A fierce debate has raged over whether Breivik is mentally competent to face criminal punishment.
The mass killing on July 22 was the single largest loss of life in Norway since World War II.
Breivik is accused of killing eight people in a bomb attack in Oslo, then going to Utoya island outside the city and systematically gunning down 69 more people, many of them teens and young adults.
Breivik has pleaded not guilty, though he has admitted carried out the attacks, the judge handling his case said previously.
His trial is due to start April 16 and is expected to last 10 weeks.
The court case is designed to demonstrate his guilt or innocence.
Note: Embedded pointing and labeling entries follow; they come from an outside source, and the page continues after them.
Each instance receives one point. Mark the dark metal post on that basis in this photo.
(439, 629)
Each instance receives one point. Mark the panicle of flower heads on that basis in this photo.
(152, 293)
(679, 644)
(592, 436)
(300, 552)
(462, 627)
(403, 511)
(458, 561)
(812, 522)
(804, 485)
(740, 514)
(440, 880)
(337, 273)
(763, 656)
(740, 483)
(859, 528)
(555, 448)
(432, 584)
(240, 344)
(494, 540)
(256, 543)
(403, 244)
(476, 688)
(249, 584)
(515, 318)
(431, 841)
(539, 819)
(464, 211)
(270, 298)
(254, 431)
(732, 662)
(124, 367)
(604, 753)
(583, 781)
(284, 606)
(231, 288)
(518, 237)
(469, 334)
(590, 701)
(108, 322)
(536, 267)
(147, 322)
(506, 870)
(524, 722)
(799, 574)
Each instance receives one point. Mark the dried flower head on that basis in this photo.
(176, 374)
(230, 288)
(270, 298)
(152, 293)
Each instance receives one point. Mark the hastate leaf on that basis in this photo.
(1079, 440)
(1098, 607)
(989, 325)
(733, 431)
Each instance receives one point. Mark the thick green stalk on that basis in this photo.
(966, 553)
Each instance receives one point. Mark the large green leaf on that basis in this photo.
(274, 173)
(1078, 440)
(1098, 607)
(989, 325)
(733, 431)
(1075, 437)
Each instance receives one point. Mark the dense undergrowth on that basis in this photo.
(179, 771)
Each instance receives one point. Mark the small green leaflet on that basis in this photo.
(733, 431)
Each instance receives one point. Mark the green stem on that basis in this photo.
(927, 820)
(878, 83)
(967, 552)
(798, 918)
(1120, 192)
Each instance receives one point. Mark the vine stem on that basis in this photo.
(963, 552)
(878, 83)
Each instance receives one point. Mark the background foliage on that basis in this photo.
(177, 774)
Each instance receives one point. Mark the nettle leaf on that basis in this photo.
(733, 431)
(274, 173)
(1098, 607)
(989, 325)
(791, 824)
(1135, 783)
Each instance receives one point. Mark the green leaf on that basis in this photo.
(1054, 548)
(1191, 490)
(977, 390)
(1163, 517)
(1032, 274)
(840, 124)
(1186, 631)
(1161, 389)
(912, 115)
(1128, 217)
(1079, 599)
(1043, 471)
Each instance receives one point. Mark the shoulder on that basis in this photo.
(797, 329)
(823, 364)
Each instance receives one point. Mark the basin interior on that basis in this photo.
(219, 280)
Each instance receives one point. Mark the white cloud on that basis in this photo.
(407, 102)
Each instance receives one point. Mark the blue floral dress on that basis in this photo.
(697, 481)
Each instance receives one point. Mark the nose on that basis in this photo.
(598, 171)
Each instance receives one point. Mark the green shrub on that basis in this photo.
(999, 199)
His punishment, if he is found guilty, will then be based on the determination of his sanity.
Last month, a court ordered him to undergo a fresh round of psychiatric evaluation as experts seek to determine his mental state ahead of a trial.
Two court-appointed psychiatric experts recommended that he spend four weeks under 24-hour psychiatric monitoring so the court can get the fullest possible picture of his behavior, court documents released February 10 said.
The two experts were appointed to evaluate his mental state after the court requested a second opinion because of the importance of the question of sanity to Breivik's trial.
In November, prosecutors said psychiatrists had determined Breivik was paranoid and schizophrenic at the time of the attacks and during 13 interviews experts conducted with him afterward.
It may not be possible for him to be sentenced to the maximum punishment for the crimes if he's deemed insane.
Breivik reiterated some of his extremist views during a hearing last month, which began with him entering with a smile and offering up a raised, clenched-fist salute.
He insists nobody could believe that he was insane, and describes questions about his mental condition as ridiculous, his lawyer, Geir Lippestad, told the court.
Breivik claims the shooting rampage was a matter of self-defense, meant to save Norway from being taken over by multicultural forces and to prevent ethnic cleansing of Norwegians, Lippestad said.
Authorities have described him as a right-wing Christian extremist. A 1,500-page manifesto attributed to Breivik posted on the Internet is critical of Muslim immigration and European liberalism, including Norway's Labour Party.
The victims on Utoya Island were among 700 mostly young people attending a Labour Party camp on Utoya island.